22. An artificial expression construct, comprising the first, the second or the third expression construct of the system of any one of claims 1-21, wherein the artificial expression construct is associated with a capsid that crosses the blood brain barrier.

23. The artificial expression construct of claim 22, wherein the capsid comprises PHP.eB, AAV-BR1, AAV-PHP.S, AAV-PHP.B, or AAV-PPS.

24. An administrable composition, comprising: the artificial expression construct of claim 22; and a pharmaceutically acceptable excipient.

25. A transgenic cell comprising the system of any one of claims 1-21, wherein optionally the transgenic cell comprises a GABAergic neuron or a glutamatergic neuron.

26. A method of rescuing voltage-gated sodium channel function within a targeted population of cells, the method comprising: administering a therapeutically effective amount of the system of any one of claims 1-21 to a sample or subject comprising the targeted population of cells, and inducing expression of the first expression construct and the second expression construct of the system to reconstitute a sodium channel alpha subunit, thereby rescuing voltage-gated sodium channel function within the targeted population of cells.

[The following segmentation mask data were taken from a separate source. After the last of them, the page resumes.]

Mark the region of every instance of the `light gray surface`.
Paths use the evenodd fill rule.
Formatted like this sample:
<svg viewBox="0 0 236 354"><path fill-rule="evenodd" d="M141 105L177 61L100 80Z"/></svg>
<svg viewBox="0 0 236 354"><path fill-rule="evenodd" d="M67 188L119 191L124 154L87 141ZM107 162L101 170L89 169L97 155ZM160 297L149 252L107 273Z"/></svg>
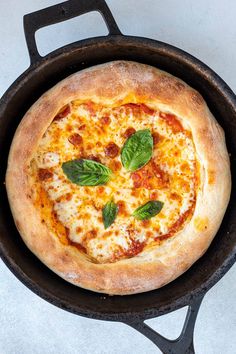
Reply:
<svg viewBox="0 0 236 354"><path fill-rule="evenodd" d="M78 0L79 1L79 0ZM0 95L29 65L22 16L56 0L0 1ZM236 2L233 0L109 0L121 31L178 46L198 57L236 91ZM98 14L39 31L41 53L106 34ZM206 295L195 331L197 354L236 353L236 267ZM147 321L176 337L185 309ZM133 329L59 310L37 297L0 263L0 354L154 354Z"/></svg>

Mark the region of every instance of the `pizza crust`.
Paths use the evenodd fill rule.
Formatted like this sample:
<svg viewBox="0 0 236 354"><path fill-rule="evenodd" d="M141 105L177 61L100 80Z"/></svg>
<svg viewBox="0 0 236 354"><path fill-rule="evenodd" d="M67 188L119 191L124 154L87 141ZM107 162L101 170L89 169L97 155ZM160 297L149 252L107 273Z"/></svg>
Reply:
<svg viewBox="0 0 236 354"><path fill-rule="evenodd" d="M31 199L28 165L44 132L61 107L73 100L117 106L145 103L176 114L190 126L201 165L200 190L191 221L159 247L115 263L92 263L63 245L42 223ZM154 67L115 61L80 71L47 91L25 114L10 149L8 198L28 248L68 282L108 294L157 289L184 273L209 247L224 216L231 191L224 132L202 96L180 79Z"/></svg>

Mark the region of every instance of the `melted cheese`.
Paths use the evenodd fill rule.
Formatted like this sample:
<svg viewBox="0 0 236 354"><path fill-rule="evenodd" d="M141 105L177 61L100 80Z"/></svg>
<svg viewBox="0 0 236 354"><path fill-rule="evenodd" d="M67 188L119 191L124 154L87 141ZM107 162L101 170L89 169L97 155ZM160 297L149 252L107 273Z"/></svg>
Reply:
<svg viewBox="0 0 236 354"><path fill-rule="evenodd" d="M183 126L182 130L173 132L160 112L148 112L135 105L111 109L72 102L70 113L55 119L48 127L33 158L37 166L36 172L31 171L33 180L46 191L52 213L67 230L70 241L83 246L91 260L114 262L140 253L153 242L158 245L158 238L172 235L173 225L178 224L184 213L193 210L197 189L196 152L191 132L186 124ZM130 127L136 131L148 128L159 136L152 161L137 171L138 176L123 168L120 154L115 158L106 154L111 142L122 148L124 134ZM76 143L72 143L73 134L79 134ZM99 158L113 170L106 185L81 187L63 174L63 162L90 156ZM152 163L158 167L159 177L155 176ZM39 180L37 169L49 170L51 177ZM152 182L145 181L143 176L147 173ZM143 184L137 187L135 178L140 179L139 175ZM115 222L105 230L102 208L111 198L120 209ZM133 211L152 199L164 202L162 211L147 222L134 219ZM190 212L188 217L191 215Z"/></svg>

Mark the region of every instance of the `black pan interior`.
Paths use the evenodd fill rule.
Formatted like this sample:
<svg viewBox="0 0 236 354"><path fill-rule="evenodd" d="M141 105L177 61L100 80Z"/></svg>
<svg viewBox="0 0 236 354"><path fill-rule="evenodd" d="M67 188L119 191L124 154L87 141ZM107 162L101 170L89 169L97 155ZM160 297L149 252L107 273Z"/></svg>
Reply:
<svg viewBox="0 0 236 354"><path fill-rule="evenodd" d="M69 74L117 59L134 60L166 70L203 95L225 130L234 180L236 101L232 91L217 75L190 55L161 42L124 36L77 42L51 53L30 67L1 100L0 251L13 273L49 302L92 318L126 321L135 317L151 318L188 304L210 288L233 264L236 254L234 185L224 221L207 253L189 271L162 289L125 297L109 297L80 289L45 267L21 240L13 223L4 186L7 156L14 131L35 100Z"/></svg>

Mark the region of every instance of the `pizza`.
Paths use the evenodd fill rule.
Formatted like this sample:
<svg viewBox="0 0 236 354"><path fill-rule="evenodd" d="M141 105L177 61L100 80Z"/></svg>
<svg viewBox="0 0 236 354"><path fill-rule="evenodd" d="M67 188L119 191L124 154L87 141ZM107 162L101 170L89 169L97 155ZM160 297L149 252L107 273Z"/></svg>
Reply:
<svg viewBox="0 0 236 354"><path fill-rule="evenodd" d="M85 289L162 287L209 247L231 190L224 132L202 96L154 67L75 73L29 109L6 173L16 227Z"/></svg>

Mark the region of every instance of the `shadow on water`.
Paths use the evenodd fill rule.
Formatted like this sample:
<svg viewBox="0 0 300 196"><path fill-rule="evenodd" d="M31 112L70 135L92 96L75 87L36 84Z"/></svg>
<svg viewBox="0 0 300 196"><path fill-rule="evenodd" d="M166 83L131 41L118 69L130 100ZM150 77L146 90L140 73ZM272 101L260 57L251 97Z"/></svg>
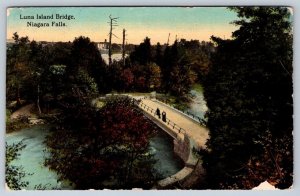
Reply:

27. The method of claim 26, wherein the subject has a sodium channel opathies, optionally comprising Dravet syndrome, myoclonic seizures, myoclonic astatic epilepsy (MAE), intractable childhood epilepsy with generalized tonic-clonic seizures, simple febrile seizures, generalized epilepsy and febrile seizures plus (GEFS+), migrating partial seizures of infancy, Lennox-Gastaut syndrome, or West syndrome.

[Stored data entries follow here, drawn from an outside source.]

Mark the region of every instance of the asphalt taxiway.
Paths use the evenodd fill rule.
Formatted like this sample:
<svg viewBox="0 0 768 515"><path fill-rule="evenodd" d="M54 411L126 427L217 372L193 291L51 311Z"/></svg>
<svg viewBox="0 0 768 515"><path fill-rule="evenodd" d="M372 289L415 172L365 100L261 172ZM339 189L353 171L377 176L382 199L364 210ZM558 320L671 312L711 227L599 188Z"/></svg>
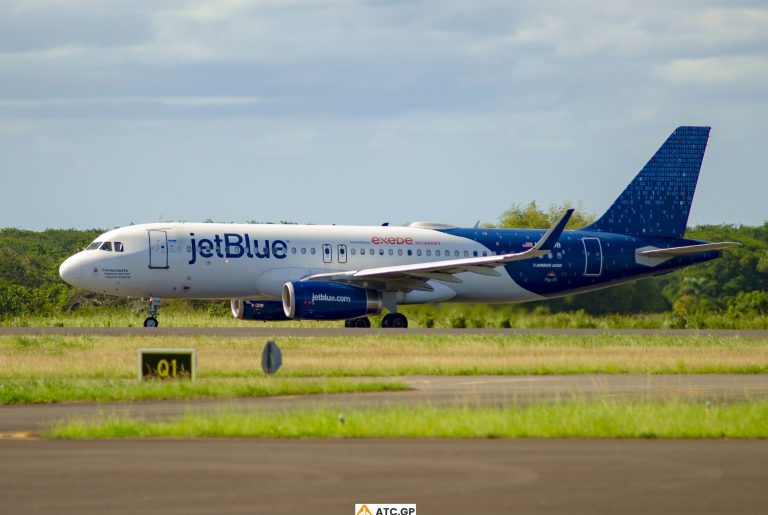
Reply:
<svg viewBox="0 0 768 515"><path fill-rule="evenodd" d="M755 514L764 441L1 441L3 513Z"/></svg>

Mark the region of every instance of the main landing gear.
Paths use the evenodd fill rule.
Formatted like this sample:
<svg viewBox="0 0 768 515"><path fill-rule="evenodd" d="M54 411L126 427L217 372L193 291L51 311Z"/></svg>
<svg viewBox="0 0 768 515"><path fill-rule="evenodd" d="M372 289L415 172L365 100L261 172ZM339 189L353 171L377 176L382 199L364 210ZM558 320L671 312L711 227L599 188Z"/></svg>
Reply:
<svg viewBox="0 0 768 515"><path fill-rule="evenodd" d="M371 327L371 319L368 317L353 318L344 321L344 327ZM392 329L405 329L408 327L408 319L402 313L387 313L381 319L381 327Z"/></svg>
<svg viewBox="0 0 768 515"><path fill-rule="evenodd" d="M402 313L387 313L381 319L381 327L391 327L393 329L406 329L408 319Z"/></svg>
<svg viewBox="0 0 768 515"><path fill-rule="evenodd" d="M149 316L144 319L144 327L157 327L159 324L157 322L157 313L160 309L160 298L159 297L150 297L149 298Z"/></svg>
<svg viewBox="0 0 768 515"><path fill-rule="evenodd" d="M351 320L344 320L344 327L371 327L371 319L368 317L353 318Z"/></svg>

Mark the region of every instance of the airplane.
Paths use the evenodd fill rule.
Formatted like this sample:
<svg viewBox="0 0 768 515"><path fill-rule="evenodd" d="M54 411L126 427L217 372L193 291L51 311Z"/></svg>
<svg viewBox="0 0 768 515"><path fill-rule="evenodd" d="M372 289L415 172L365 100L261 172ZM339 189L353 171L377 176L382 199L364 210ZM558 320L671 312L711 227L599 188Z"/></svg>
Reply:
<svg viewBox="0 0 768 515"><path fill-rule="evenodd" d="M683 237L709 127L678 127L594 223L565 230L150 223L108 231L64 261L67 283L149 299L231 299L242 320L345 320L406 328L398 307L549 299L662 275L735 242Z"/></svg>

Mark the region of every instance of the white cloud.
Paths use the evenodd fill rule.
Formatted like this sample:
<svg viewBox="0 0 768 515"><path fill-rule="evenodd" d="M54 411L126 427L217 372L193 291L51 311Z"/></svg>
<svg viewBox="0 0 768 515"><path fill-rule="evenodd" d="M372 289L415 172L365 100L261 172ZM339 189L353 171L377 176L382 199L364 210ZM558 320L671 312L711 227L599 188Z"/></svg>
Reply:
<svg viewBox="0 0 768 515"><path fill-rule="evenodd" d="M91 97L91 98L0 98L0 109L47 109L91 107L253 107L288 102L267 97Z"/></svg>
<svg viewBox="0 0 768 515"><path fill-rule="evenodd" d="M764 89L768 83L768 57L676 59L659 65L656 73L674 84L752 84Z"/></svg>
<svg viewBox="0 0 768 515"><path fill-rule="evenodd" d="M283 177L327 195L361 174L393 192L483 177L504 187L445 191L434 216L493 219L583 184L610 202L628 152L640 165L693 120L743 145L733 169L758 176L745 128L768 119L767 26L744 0L0 2L0 168L149 170L169 187L177 170L200 184L235 170L270 185L264 202L293 187Z"/></svg>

28. The method of claim 26, wherein the subject is a pediatric patient having Dravet syndrome.

29. A method of administering a system of expression constructs to a subject in need thereof, comprising administering a therapeutically effective amount of the system of any one of claims 1-21 to a sample or subject comprising the targeted population of cells, and inducing expression of the first expression construct and the second expression construct of the system to reconstitute a sodium channel alpha subunit, thereby rescuing voltage-gated sodium channel function within the targeted population of cells, wherein the subject in need thereof has a sodium channel opathies, optionally comprising Dravet syndrome, myoclonic seizures, myoclonic astatic epilepsy (MAE), intractable childhood epilepsy with generalized tonic-clonic seizures, simple febrile seizures, generalized epilepsy and febrile seizures plus (GEFS+), migrating partial seizures of infancy, Lennox-Gastaut syndrome, or West syndrome.